Unclear Requirements

# Don't let agents spin - provide clarity
itermctl send "0:1" "The goal is [X]. Approach: [Y].
Any questions before starting?"

Background Task Hanging

# Check task output, consider timeout
itermctl capture "0:4" | grep "background\|running"
# If > 10min with no progress, suggest canceling

5. Session Organization

Naming Convention:

0:0 - Shepherd (this session)
0:1 - 0:4 - Active work sessions
1:0+ - Completed/reference sessions

When to Close:

Task fully complete
Agent is idle with no follow-up work
After confirming success with user

When to Keep Open:

May need follow-up work
Valuable context for future tasks
Currently processing

6. Communication Style

With Agents (via itermctl send):

Clear, directive language
Provide context and rationale
One message = one focused instruction
Don't micromanage - trust them to execute

With User:

Summarize overall progress
Flag blockers or decisions needed
Show agent outputs when relevant
Update every major milestone

7. Metrics to Track

Active agents: 4-8 (sweet spot)
Check frequency: Every 5-10 minutes
Average task duration: 10-30 minutes
Completion rate: Track tasks finished vs started
Coordination overhead: < 20% of shepherd's time

Example Coordination Session

# Morning: Spin up 5 agents
Session 0:1: "Build photo gallery for 2,221 Apple Photos"
Session 0:2: "Create 3 YouTube Shorts with viral effects"
Session 0:3: "Integrate OpenRouter API for quote ranking"
Session 0:4: "Generate 9 music tracks with HeartMuLa"
Session 1:0: "Analyze 17 shader videos by color vibrancy"

# 10 min check: All progressing
# 20 min: 1:0 complete, 0:2 asking about video length
itermctl send "0:2" "30-60 seconds, vertical format, hooks in first 2s"

# 30 min: 0:4 complete (music), 0:3 blocked on API keys
itermctl send "0:3" "API key is in Infisical. Run:
infisical secrets get OPENROUTER_API_KEY --projectId=... --plain"

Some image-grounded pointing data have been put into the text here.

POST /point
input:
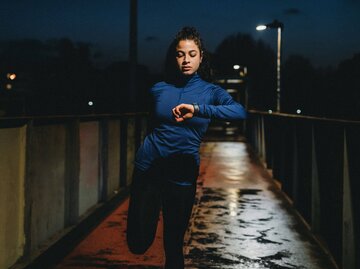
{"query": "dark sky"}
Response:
(326, 31)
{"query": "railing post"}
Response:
(72, 173)
(262, 140)
(295, 167)
(348, 253)
(103, 159)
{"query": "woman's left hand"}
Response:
(183, 111)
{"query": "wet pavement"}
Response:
(240, 220)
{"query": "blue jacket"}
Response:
(170, 137)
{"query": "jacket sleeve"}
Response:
(223, 107)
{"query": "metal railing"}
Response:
(317, 162)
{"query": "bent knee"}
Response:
(137, 245)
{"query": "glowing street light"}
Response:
(279, 26)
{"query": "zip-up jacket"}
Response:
(169, 137)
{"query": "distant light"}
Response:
(261, 27)
(11, 76)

# 45 min: 0:1 and 0:2 complete, 0:3 unblocked and finishing
# Close completed sessions, 0:3 wrapping up

# Result: 5 features shipped in 45 minutes

Tips for Success

Trust the agents - They're autonomous, don't micromanage
Clear initial instructions - Good start = good finish
Check regularly - 5-10 min cadence prevents issues
Decisive guidance - When they ask, answer quickly
Parallel > Sequential - Max throughput with independence
Know when to stop - Diminishing returns after 60-90 min
Document patterns - Build playbooks for common scenarios

Anti-Patterns

❌ Checking every 30 seconds - Let agents work ❌ Vague instructions - "Make it better" → agents spin ❌ Too many agents - >8 becomes overhead ❌ All sequential - Loses parallelism benefit ❌ No coordination - Agents conflict on shared resources ❌ Ignoring questions - Agents get stuck waiting

Success Criteria

✅ Multiple features shipped in parallel ✅ Agents mostly autonomous (< 3 interventions per agent) ✅ Clean handoffs between dependent work ✅ User gets regular progress updates ✅ All agents complete within planned timeframe

Key Insight: The shepherd's job isn't to do the work - it's to keep work flowing by providing clarity, unblocking issues, and coordinating across agents.